L’histoire de l’égyptienne Sisa Abu Daooh nous montre comment une mère peut sacrifier sa vie pour son enfant. Pendant 43 ans, cette femme a été obligée de porter des vêtements d’homme pour trouver du travail et nourrir sa fille. En 2015, elle a été décorée par le président Sissi. Le gouvernement d’Egypte lui a décerné le prix de la «maternité idéale».
Sisa Abu Daooh s’est mariée à l’age de 16 ans, mais son mari est mort quand elle étais enceinte de six mois. Âgée de 21 ans, elle refuse de se remarier ou de vivre de la charité, comme le voudrait la tradition. Elle pensait qu’ainsi elle trahirait sa fille. Déterminée et indépendante, elle décide de travailler pour subvenir aux besoins de sa fille. Ne sachant ni lire ni écrire, peu de choix s’offrent à elle dans une Égypte où le partage des rôles traditionnels est bien ancré, notamment dans les villages de Haute-Égypte, d’où elle est originaire. Issue d’un milieu conservateur, elle craint les critiques mais aussi le harcèlement sexuel, très fréquent en Égypte.

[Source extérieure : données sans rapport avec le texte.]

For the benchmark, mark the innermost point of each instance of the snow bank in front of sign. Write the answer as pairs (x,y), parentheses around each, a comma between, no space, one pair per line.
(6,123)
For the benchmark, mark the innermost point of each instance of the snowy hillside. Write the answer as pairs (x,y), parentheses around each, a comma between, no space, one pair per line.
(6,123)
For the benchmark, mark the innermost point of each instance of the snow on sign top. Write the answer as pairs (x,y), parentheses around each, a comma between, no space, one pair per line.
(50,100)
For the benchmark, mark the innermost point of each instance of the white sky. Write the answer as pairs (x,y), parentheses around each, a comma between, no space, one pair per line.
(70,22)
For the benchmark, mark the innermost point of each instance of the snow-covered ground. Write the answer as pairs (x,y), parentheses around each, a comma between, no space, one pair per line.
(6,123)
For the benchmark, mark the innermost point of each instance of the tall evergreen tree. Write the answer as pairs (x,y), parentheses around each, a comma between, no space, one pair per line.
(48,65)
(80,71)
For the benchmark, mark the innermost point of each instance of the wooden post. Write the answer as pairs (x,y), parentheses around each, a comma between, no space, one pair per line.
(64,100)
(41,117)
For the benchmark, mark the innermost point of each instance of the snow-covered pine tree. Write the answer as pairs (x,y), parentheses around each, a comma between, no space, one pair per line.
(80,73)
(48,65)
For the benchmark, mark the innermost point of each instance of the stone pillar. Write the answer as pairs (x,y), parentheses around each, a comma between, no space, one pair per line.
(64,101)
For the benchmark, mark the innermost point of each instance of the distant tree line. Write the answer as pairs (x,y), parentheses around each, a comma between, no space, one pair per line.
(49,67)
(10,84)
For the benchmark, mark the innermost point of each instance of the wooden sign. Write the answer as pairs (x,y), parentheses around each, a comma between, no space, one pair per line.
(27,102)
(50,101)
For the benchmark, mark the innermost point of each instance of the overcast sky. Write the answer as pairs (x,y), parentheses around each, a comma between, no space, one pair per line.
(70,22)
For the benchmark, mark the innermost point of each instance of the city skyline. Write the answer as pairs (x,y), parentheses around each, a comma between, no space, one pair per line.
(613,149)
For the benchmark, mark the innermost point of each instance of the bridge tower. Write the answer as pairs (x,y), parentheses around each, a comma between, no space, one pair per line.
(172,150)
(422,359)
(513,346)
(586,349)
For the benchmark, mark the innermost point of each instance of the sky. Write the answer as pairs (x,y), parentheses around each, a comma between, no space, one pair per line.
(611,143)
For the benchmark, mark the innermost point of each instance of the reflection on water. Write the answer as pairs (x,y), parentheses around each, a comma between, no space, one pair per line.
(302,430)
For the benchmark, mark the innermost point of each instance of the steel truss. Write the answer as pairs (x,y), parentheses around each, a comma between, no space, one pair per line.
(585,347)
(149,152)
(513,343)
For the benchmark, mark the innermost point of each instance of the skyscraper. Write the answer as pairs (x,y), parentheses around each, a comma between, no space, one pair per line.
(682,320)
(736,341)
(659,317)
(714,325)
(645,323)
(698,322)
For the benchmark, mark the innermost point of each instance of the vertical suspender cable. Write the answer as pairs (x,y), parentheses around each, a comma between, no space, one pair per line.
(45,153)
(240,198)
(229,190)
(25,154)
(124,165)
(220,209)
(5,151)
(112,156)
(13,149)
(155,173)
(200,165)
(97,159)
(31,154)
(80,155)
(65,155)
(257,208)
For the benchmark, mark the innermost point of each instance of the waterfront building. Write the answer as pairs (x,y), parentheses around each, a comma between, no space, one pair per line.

La jeune femme prend alors une décision radicale : se déguiser en homme. Les cheveux rasés et une « galabeya » – la tenue traditionnelle masculine – enfilée, elle travaille pendant des années dans la construction, la confection de briques ou encore dans les champs. Elle privilégie les villages où personne ne la connaît. Elle cirait aussi les chaussures des clients à la gare. C’est ce qu’elle fait maintenant. Pour une journée de travail Daooh gagne environ 10 livres, ce qui est moins d’un dollar.
Pendant tout ce temps la fille de notre héroïne a été élevée par sa grand-mère. La jeune fille a laissé l’école et, à l’instar de sa mère, s’est dépéchée à se marier, ayant réussi à donner naissance à cinq enfants. Son mari ne peut pas travailler, car il est gravement malade, alors Sisa doit maintenant soutenir toute la grande famille de sa fille. Chaque matin elle se lève à 6 heures et se rend à la gare pour cirer les chaussures des gens.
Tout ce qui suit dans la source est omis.